The following is an attempt to summarize Standard & Poor's and Taiwan Ratings' current approach to rating FHCs in Taiwan. This approach may be revised to reflect changes in the market environment, particularly with regard to regulations and regulatory intent.

Rating FHCs
In rating an FHC, Standard & Poor's and Taiwan Ratings initially assign individual credit ratings, either on a public or confidential basis, to key subsidiaries and, when there is effective control and responsibility, associate companies of an FHC group. These ratings are based on each group member's existing credit profile, which excludes the impact of the FHC's existence.

Such existing ratings would be individually weighted depending on the rated subsidiary's credit standing within the overall group. To help determine each subsidiary company's importance, Standard & Poor's and Taiwan Ratings assess the following factors:
· Each company's normalized expected earnings; and
· The likely capital needs required to maintain capitalization at an adequate level (investment-grade level for insurance entities) under a normal stress scenario.

The obvious measures of assets and revenue are regarded as less appropriate given the differences in the nature of the operations of FHC subsidiaries, such as banks and insurance companies. Banks and life insurance companies are asset accumulators, and thus a weighting that employs an asset measure would unduly favor such entities over other types of group members, such as nonlife insurance companies.

Taking into consideration the weightings assigned to the ratings on individual companies, a notional rating is then assigned to the consolidated FHC group, which effectively treats group members as if they were divisions of a single entity rather than separate legal entities.

Notching down.
Because of the structural subordination of creditors of an FHC compared with those of its subsidiaries, the FHC rating must be lower than that of the notional group rating, except in exceptional cases. To reflect such structural subordination, Standard & Poor's and Taiwan Ratings would rate the FHC lower than the group rating by a degree that would depend on the group's mix of business activities. Where a group is predominantly engaged in banking and finance, the FHC rating assigned would be one rating notch below the notional group rating for investment-grade groups, and two notches for noninvestment-grade groups. In cases where a group's dominant activity is not banking and finance, or insurance, the FHC rating would be two notches below the notional group rating for investment-grade groups and three notches for noninvestment-grade groups. Finally, when a group's activities are predominantly insurance-related, the FHC rating would be three notches below the group rating. In instances where there is sufficient diversification of group earnings and both the FHC and the group are not aggressively leveraged, the difference may be narrowed by one notch.

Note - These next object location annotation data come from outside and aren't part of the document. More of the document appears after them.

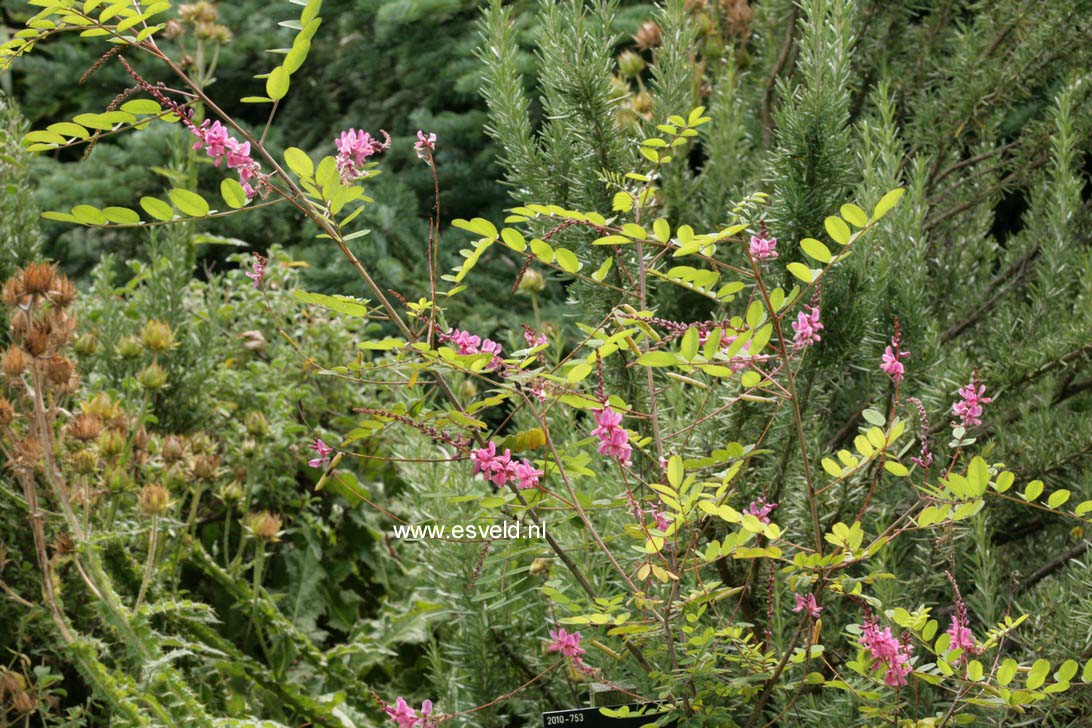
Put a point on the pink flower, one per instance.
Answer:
(534, 338)
(494, 468)
(354, 147)
(763, 247)
(567, 644)
(969, 409)
(406, 717)
(220, 145)
(961, 635)
(887, 652)
(890, 361)
(761, 510)
(323, 451)
(807, 604)
(614, 440)
(259, 271)
(807, 327)
(526, 475)
(425, 145)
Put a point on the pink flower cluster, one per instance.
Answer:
(406, 717)
(467, 344)
(354, 147)
(807, 604)
(970, 406)
(763, 247)
(761, 510)
(890, 361)
(961, 635)
(614, 439)
(222, 146)
(806, 327)
(534, 338)
(258, 273)
(425, 145)
(323, 451)
(499, 469)
(567, 644)
(887, 652)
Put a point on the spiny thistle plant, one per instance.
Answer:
(693, 587)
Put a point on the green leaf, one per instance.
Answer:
(157, 209)
(189, 203)
(298, 162)
(816, 250)
(276, 84)
(477, 226)
(344, 305)
(233, 193)
(1057, 499)
(88, 215)
(887, 202)
(121, 215)
(838, 230)
(800, 271)
(567, 260)
(1037, 676)
(657, 359)
(662, 229)
(854, 215)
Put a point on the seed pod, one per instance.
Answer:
(153, 499)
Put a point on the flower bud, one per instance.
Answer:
(86, 345)
(532, 282)
(630, 64)
(157, 336)
(130, 347)
(38, 277)
(264, 526)
(62, 291)
(111, 444)
(152, 377)
(59, 370)
(14, 361)
(153, 500)
(174, 449)
(232, 493)
(205, 467)
(84, 427)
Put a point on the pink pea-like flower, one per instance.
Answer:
(425, 144)
(763, 247)
(807, 327)
(890, 361)
(807, 604)
(614, 440)
(761, 510)
(323, 451)
(970, 406)
(526, 475)
(258, 271)
(567, 644)
(406, 717)
(354, 147)
(887, 652)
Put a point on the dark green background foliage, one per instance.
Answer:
(981, 109)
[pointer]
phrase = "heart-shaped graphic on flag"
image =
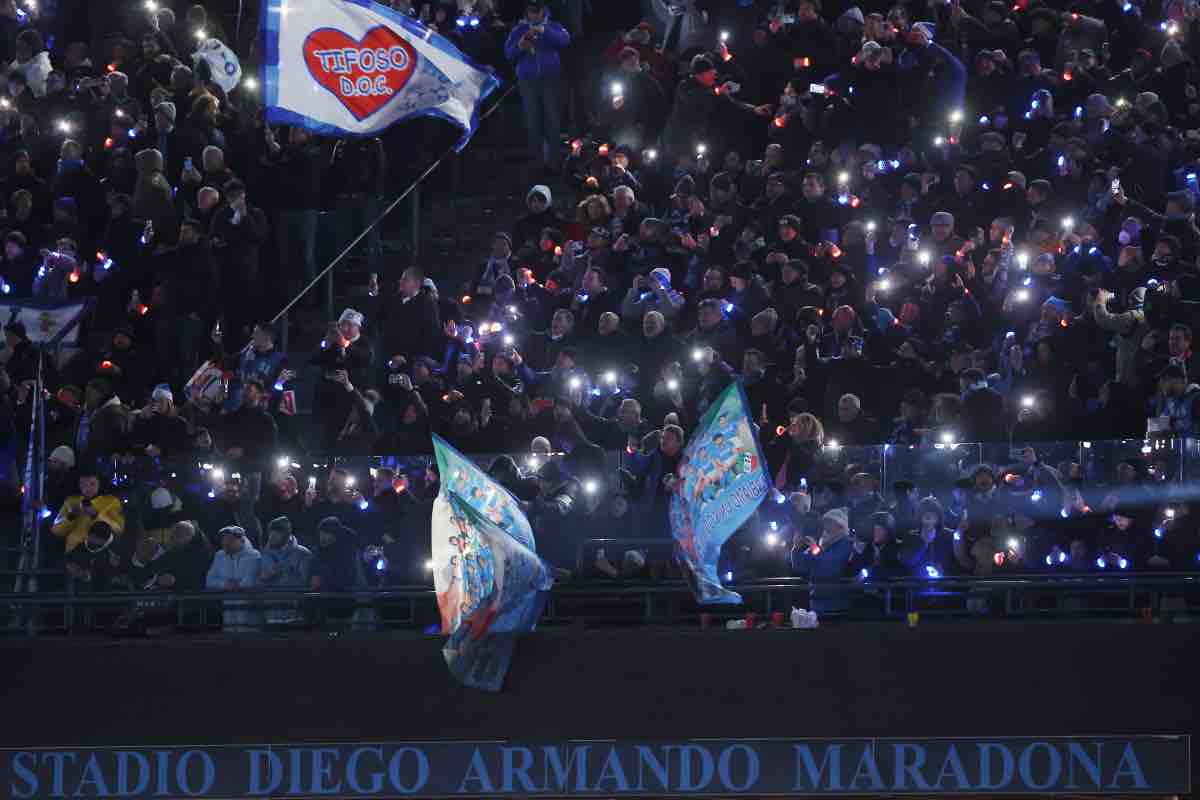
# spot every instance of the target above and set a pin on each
(364, 73)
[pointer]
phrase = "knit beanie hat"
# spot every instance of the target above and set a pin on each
(839, 517)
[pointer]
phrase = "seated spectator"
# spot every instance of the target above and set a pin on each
(187, 560)
(877, 558)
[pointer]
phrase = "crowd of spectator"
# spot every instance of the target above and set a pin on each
(899, 228)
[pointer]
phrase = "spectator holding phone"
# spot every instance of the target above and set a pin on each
(84, 510)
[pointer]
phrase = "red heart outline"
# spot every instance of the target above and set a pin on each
(327, 40)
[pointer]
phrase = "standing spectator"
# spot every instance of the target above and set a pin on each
(411, 325)
(343, 360)
(298, 170)
(286, 564)
(337, 566)
(187, 559)
(250, 439)
(239, 230)
(235, 569)
(534, 46)
(103, 421)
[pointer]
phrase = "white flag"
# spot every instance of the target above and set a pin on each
(354, 67)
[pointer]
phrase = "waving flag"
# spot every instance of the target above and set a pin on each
(489, 581)
(354, 67)
(721, 480)
(46, 322)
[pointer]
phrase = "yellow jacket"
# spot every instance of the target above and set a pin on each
(72, 523)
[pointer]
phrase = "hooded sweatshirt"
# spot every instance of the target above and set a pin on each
(289, 565)
(153, 197)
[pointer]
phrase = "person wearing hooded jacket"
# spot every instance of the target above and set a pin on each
(286, 565)
(336, 565)
(534, 46)
(187, 559)
(235, 567)
(153, 197)
(825, 561)
(527, 230)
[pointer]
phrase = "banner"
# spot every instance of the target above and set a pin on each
(1038, 767)
(354, 67)
(723, 479)
(46, 323)
(489, 581)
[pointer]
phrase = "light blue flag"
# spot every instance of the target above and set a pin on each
(721, 480)
(490, 583)
(355, 67)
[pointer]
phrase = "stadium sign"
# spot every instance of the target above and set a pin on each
(687, 768)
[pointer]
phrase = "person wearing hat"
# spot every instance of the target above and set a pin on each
(534, 46)
(1175, 408)
(235, 569)
(101, 427)
(700, 98)
(157, 431)
(498, 264)
(82, 511)
(630, 103)
(793, 290)
(60, 481)
(556, 510)
(262, 361)
(541, 215)
(336, 565)
(929, 549)
(249, 438)
(880, 553)
(825, 561)
(285, 565)
(345, 360)
(1131, 328)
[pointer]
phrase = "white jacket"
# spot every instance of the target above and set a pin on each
(244, 569)
(36, 71)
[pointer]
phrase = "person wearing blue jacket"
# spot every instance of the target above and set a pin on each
(826, 561)
(534, 46)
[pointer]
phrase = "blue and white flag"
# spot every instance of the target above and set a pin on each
(46, 322)
(721, 480)
(354, 67)
(489, 581)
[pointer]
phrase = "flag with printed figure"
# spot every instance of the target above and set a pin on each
(490, 583)
(355, 67)
(721, 480)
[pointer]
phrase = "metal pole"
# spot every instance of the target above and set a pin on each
(417, 221)
(393, 206)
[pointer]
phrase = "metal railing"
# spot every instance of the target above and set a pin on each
(665, 602)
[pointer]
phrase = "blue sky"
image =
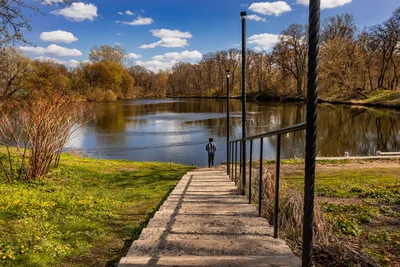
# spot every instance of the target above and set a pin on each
(196, 27)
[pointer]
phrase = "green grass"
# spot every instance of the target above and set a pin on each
(382, 184)
(360, 200)
(84, 213)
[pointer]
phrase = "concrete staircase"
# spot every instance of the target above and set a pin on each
(205, 222)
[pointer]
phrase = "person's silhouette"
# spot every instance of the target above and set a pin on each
(211, 147)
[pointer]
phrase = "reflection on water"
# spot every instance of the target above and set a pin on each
(178, 130)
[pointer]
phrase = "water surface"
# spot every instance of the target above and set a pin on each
(178, 130)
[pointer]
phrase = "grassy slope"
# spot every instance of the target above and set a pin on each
(382, 98)
(362, 201)
(85, 213)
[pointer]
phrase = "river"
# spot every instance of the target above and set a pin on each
(178, 129)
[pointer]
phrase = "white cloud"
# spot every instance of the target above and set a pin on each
(185, 55)
(270, 8)
(72, 63)
(168, 60)
(156, 65)
(326, 3)
(78, 12)
(256, 18)
(265, 41)
(139, 21)
(133, 55)
(52, 50)
(49, 2)
(169, 38)
(167, 42)
(165, 33)
(58, 37)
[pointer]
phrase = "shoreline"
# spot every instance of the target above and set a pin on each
(265, 98)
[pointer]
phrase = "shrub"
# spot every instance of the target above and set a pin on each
(110, 96)
(39, 127)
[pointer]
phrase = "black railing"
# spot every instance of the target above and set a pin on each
(233, 145)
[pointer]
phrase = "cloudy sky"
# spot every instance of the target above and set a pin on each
(158, 33)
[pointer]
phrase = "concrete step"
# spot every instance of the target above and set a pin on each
(197, 193)
(206, 233)
(211, 209)
(204, 214)
(221, 247)
(204, 202)
(214, 261)
(225, 184)
(212, 221)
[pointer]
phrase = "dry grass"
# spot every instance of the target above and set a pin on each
(290, 217)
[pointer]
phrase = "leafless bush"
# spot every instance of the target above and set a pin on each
(46, 124)
(291, 202)
(12, 159)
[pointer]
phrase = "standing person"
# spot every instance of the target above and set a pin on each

Standard & Poor's and Taiwan Ratings' general practice for rating holding companies with a single operating subsidiary is to rate the holding company one notch below the rating on a bank operating subsidiary for investment-grade subsidiaries, and two notches for noninvestment-grade subsidiaries. If the operating subsidiary is an insurance company, the rating would likely fall a full category (i.e. three notches) below that of the subsidiary.

Rating FHC Group Members
The strengthened ties between group members under an FHC structure, compared with a non-FHC arrangement, imply some, although not necessarily total, fungibility of resources among group members. In many cases, this would lead to a convergence of the ratings on group members towards the group rating. Subject to the circumstances of each FHC group, Standard & Poor's and Taiwan Ratings would consider lowering the ratings on stronger group members and raising the ratings on weaker group members.